One of the reasons that toxic ultra-royalism was able to flourish in Thailand is that most of the established foreign correspondents who spent years in Bangkok were completely entranced by the fairytales of the Thai monarchy and enjoyed socialising with the royalist elite and so never made the effort to do their jobs properly. The brilliant work of Paul Handley starkly contrasts with the obsequious journalism of so many others.

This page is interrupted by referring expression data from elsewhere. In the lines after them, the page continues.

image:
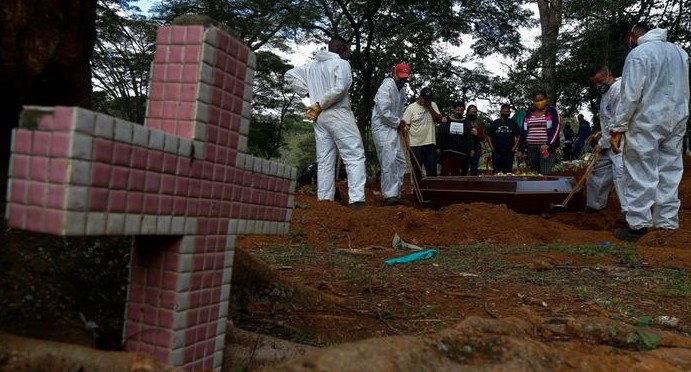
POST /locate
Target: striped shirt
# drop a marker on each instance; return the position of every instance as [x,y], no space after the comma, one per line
[537,130]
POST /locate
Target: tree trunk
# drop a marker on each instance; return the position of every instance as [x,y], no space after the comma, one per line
[46,49]
[550,23]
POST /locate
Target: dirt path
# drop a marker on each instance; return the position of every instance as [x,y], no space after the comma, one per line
[492,263]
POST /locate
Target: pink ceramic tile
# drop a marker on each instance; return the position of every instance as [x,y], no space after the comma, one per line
[56,197]
[155,161]
[185,129]
[41,143]
[22,141]
[188,92]
[21,166]
[164,340]
[100,174]
[192,53]
[181,186]
[190,73]
[166,318]
[119,178]
[103,150]
[167,184]
[121,153]
[158,73]
[46,123]
[152,183]
[178,34]
[39,168]
[35,219]
[166,205]
[174,73]
[97,199]
[179,207]
[194,34]
[186,110]
[18,191]
[135,201]
[140,157]
[60,144]
[172,92]
[117,201]
[137,180]
[151,204]
[167,299]
[176,54]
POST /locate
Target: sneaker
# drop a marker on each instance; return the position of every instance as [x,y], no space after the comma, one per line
[357,206]
[630,235]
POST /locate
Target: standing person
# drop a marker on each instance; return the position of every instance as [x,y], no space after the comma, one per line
[387,122]
[478,133]
[610,166]
[582,135]
[456,143]
[420,118]
[503,137]
[540,135]
[568,142]
[327,80]
[652,116]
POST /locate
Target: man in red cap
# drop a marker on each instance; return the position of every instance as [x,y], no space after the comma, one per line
[386,124]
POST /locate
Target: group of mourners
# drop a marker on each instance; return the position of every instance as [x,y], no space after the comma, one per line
[642,115]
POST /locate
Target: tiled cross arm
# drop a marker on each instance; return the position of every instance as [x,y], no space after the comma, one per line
[76,172]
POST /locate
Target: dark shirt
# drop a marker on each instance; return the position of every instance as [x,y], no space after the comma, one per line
[583,132]
[568,135]
[454,136]
[503,133]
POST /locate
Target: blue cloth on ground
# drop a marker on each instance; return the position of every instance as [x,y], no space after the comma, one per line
[417,256]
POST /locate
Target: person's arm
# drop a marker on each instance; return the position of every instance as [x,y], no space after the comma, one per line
[553,136]
[383,103]
[632,82]
[295,78]
[436,116]
[339,89]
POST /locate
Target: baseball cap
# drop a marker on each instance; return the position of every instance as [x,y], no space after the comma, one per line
[402,70]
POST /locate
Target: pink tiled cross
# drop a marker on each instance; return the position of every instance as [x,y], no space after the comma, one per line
[182,185]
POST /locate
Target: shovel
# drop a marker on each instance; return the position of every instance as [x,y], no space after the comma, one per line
[589,169]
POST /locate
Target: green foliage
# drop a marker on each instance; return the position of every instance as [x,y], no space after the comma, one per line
[121,61]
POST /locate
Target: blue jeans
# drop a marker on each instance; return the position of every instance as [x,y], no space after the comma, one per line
[425,156]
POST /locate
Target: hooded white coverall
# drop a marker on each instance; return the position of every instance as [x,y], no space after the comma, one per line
[652,112]
[386,116]
[610,167]
[327,80]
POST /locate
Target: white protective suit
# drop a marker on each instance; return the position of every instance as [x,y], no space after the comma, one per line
[386,116]
[652,112]
[610,167]
[327,80]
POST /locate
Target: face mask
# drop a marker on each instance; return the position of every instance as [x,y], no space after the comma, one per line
[400,83]
[603,88]
[540,104]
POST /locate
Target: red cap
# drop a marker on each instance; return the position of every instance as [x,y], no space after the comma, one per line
[402,70]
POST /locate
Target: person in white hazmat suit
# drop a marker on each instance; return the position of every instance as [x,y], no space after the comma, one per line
[652,116]
[387,114]
[610,166]
[326,80]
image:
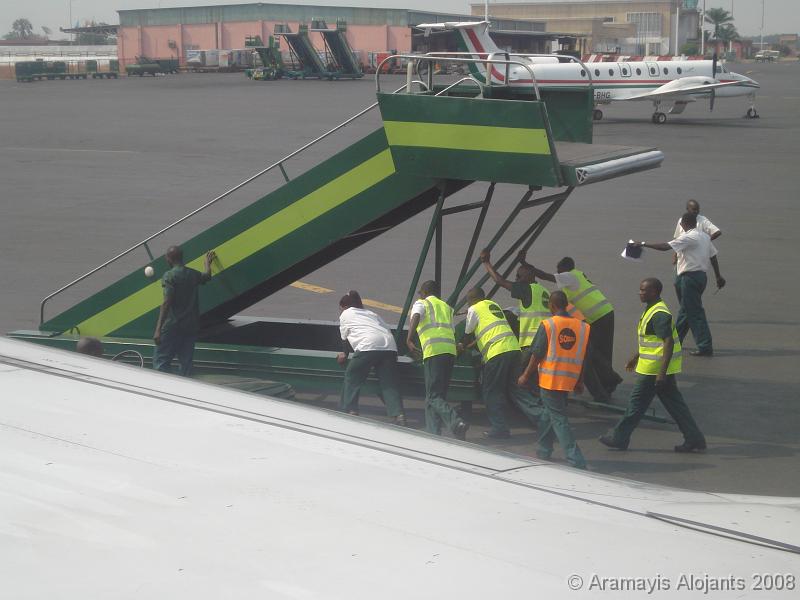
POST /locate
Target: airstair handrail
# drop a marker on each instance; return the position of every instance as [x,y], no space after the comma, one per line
[143,243]
[439,56]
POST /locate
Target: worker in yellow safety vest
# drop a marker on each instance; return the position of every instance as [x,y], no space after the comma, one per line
[533,308]
[656,363]
[601,379]
[558,351]
[500,355]
[432,320]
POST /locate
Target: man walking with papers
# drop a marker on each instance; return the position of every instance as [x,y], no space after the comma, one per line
[696,254]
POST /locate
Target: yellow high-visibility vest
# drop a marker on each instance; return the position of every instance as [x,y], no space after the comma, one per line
[530,317]
[651,347]
[435,328]
[493,333]
[588,298]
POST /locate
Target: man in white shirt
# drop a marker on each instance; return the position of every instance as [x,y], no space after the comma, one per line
[373,347]
[703,224]
[695,254]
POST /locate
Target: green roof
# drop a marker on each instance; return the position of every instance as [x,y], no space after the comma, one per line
[400,17]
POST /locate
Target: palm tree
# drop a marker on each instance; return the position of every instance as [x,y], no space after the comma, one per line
[718,17]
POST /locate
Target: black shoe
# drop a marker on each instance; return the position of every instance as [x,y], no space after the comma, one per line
[691,447]
[460,430]
[610,389]
[702,353]
[497,435]
[608,441]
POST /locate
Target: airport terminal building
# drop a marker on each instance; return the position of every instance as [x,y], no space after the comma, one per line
[171,32]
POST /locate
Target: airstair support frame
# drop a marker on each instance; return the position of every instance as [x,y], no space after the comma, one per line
[470,139]
[352,197]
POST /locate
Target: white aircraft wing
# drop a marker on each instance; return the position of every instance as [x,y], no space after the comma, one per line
[118,482]
[675,89]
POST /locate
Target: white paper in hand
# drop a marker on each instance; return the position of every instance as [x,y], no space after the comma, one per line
[632,252]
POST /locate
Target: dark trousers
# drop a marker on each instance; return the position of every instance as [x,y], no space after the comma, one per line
[601,357]
[496,382]
[524,398]
[358,368]
[438,370]
[553,425]
[689,288]
[174,344]
[642,395]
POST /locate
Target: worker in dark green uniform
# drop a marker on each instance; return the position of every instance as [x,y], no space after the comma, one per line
[179,316]
[601,379]
[533,301]
[432,319]
[500,354]
[657,362]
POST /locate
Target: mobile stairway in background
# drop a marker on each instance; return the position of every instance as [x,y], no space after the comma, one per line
[308,64]
[432,143]
[338,49]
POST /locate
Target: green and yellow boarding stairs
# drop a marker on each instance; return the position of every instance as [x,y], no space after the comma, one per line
[431,145]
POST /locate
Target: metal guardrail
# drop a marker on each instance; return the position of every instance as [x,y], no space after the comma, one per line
[143,243]
[415,58]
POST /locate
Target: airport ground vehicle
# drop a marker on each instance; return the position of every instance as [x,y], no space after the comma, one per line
[767,56]
[38,70]
[93,69]
[147,66]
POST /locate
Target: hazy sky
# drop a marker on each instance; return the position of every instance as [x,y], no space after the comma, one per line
[782,16]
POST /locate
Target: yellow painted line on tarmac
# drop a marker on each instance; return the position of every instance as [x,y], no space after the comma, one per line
[310,288]
[318,289]
[383,305]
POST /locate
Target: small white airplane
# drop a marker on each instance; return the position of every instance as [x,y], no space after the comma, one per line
[121,482]
[669,85]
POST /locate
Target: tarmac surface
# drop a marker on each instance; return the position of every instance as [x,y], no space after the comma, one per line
[89,168]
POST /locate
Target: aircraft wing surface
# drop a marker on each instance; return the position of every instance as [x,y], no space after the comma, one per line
[675,89]
[117,482]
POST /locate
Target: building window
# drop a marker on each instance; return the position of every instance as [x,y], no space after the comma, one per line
[647,24]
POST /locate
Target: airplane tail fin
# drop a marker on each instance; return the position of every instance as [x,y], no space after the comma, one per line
[473,37]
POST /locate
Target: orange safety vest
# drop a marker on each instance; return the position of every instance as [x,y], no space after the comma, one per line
[573,311]
[567,339]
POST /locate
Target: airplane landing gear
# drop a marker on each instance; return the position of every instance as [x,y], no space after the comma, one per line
[659,118]
[752,113]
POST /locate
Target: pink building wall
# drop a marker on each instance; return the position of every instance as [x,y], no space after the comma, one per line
[153,41]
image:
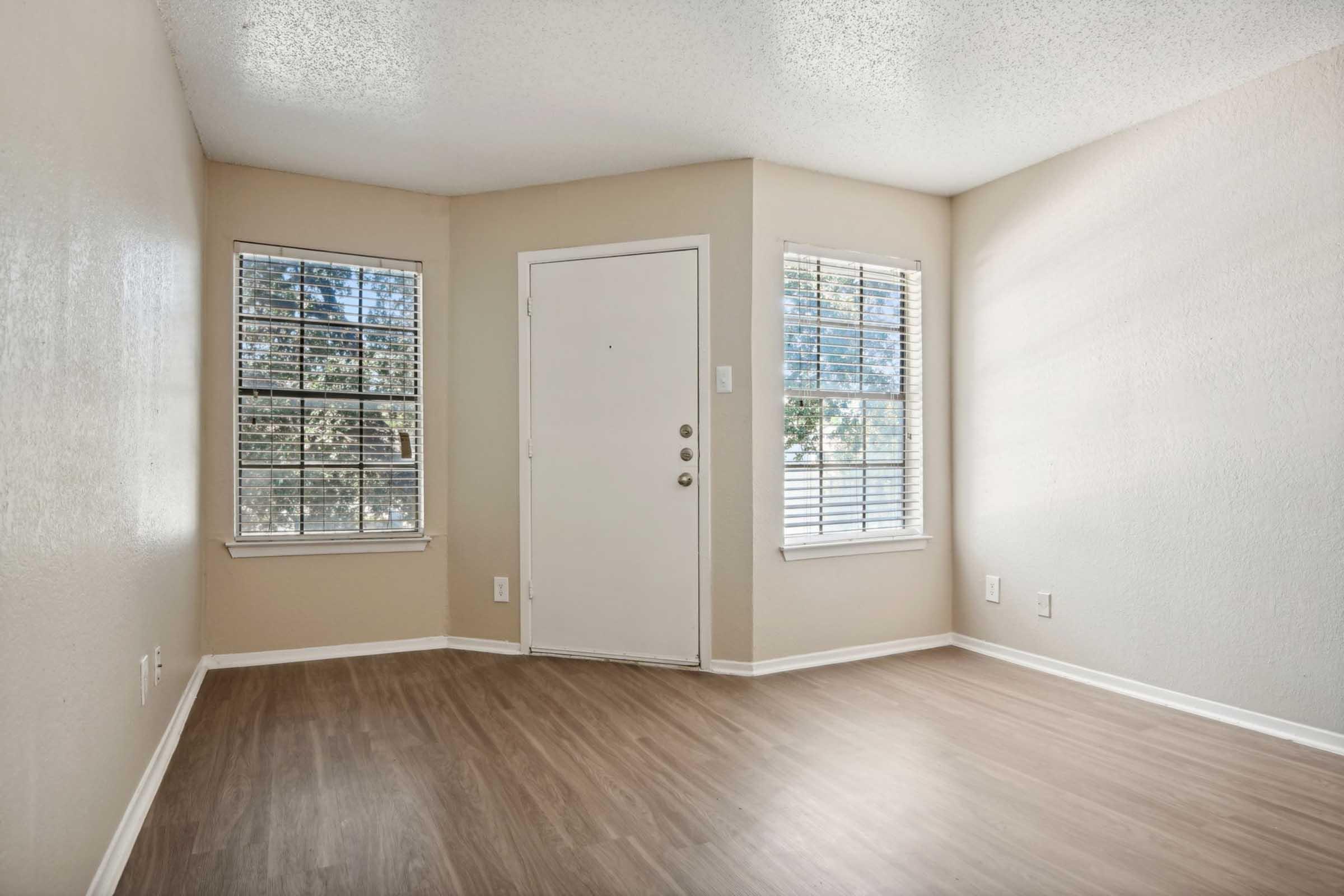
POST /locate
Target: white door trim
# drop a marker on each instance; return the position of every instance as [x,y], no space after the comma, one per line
[525,413]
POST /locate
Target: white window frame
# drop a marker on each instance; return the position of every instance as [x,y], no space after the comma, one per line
[872,540]
[270,544]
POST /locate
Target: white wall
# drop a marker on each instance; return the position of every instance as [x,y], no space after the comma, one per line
[1150,399]
[838,602]
[102,198]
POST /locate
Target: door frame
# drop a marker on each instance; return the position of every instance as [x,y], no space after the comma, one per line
[525,414]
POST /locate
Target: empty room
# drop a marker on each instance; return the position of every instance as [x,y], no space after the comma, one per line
[671,448]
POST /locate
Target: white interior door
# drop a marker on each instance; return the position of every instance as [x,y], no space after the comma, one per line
[615,507]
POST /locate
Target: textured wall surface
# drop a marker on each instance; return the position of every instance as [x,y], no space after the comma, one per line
[102,198]
[456,97]
[1150,399]
[489,230]
[839,602]
[269,604]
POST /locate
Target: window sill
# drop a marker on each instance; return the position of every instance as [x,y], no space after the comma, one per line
[858,546]
[328,546]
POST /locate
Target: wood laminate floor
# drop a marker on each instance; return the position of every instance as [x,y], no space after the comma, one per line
[928,773]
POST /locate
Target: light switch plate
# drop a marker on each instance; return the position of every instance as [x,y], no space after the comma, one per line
[724,379]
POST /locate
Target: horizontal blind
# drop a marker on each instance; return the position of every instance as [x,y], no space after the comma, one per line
[328,394]
[852,436]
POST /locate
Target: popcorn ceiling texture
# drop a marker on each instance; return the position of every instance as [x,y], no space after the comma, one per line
[1147,401]
[102,199]
[458,96]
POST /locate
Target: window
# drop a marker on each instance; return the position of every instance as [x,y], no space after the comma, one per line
[851,398]
[330,438]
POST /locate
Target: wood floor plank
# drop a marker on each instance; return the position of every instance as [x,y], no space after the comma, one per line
[940,772]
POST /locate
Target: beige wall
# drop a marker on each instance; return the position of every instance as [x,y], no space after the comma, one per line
[1150,399]
[834,602]
[102,202]
[268,604]
[488,231]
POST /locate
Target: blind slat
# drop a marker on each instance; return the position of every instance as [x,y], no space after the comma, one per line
[852,367]
[330,435]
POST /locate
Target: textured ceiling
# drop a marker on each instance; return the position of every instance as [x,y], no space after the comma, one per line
[455,96]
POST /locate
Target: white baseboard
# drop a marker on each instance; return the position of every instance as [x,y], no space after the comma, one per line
[119,851]
[366,649]
[828,657]
[1305,735]
[483,645]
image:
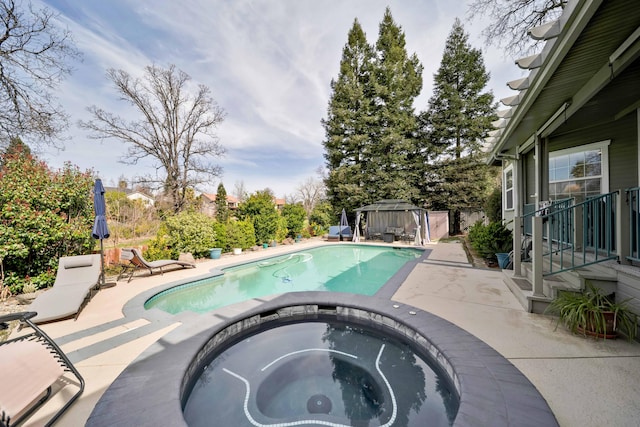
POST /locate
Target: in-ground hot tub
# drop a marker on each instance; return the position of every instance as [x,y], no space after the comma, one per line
[161,385]
[320,371]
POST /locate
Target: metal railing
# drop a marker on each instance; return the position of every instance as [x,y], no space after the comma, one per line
[633,199]
[567,249]
[561,242]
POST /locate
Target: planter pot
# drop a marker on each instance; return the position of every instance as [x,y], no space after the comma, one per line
[609,333]
[503,259]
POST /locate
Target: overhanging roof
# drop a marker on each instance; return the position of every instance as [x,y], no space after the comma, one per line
[585,76]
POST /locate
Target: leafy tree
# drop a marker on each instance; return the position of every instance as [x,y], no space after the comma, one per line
[294,215]
[510,20]
[36,56]
[260,209]
[43,214]
[240,191]
[310,193]
[177,129]
[458,119]
[321,218]
[222,206]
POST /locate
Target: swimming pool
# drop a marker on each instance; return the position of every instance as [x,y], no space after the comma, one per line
[358,269]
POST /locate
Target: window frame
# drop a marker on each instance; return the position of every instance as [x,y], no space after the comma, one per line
[603,146]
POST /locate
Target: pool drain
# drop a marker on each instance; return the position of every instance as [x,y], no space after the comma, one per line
[319,404]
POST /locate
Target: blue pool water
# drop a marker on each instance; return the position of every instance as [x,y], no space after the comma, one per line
[337,268]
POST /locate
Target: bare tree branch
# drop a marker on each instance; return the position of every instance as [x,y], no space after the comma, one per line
[35,56]
[510,20]
[176,128]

Over the last few days we have seen a couple of unctuous articles by Denis Gray of the Associated Press, and now this deferential Straits Times article by Nirmal Ghosh who until recently was FCCT president. The article includes a photograph of Ghosh and other FCCT stalwarts sitting obediently on the floor at the feet of King Bhumibol during a special audience in 2008. Ghosh is clearly extremely proud to share the photograph and boast about his meeting with the king, and even makes this extraordinary statement: "it was easy for me, coming from an Asian society, to seamlessly feel respect and deference for him that comes naturally towards elders in Asian societies".
Even taking into account the fact that he works for the Straits Times, a state-controlled mouthpiece of the ruling elite in authoritarian Singapore, it is extraordinary that Nirmal Ghosh doesn't appear to realise that it is not the job of journalists to be deferential to kings and feel privileged to sit at their royal feet.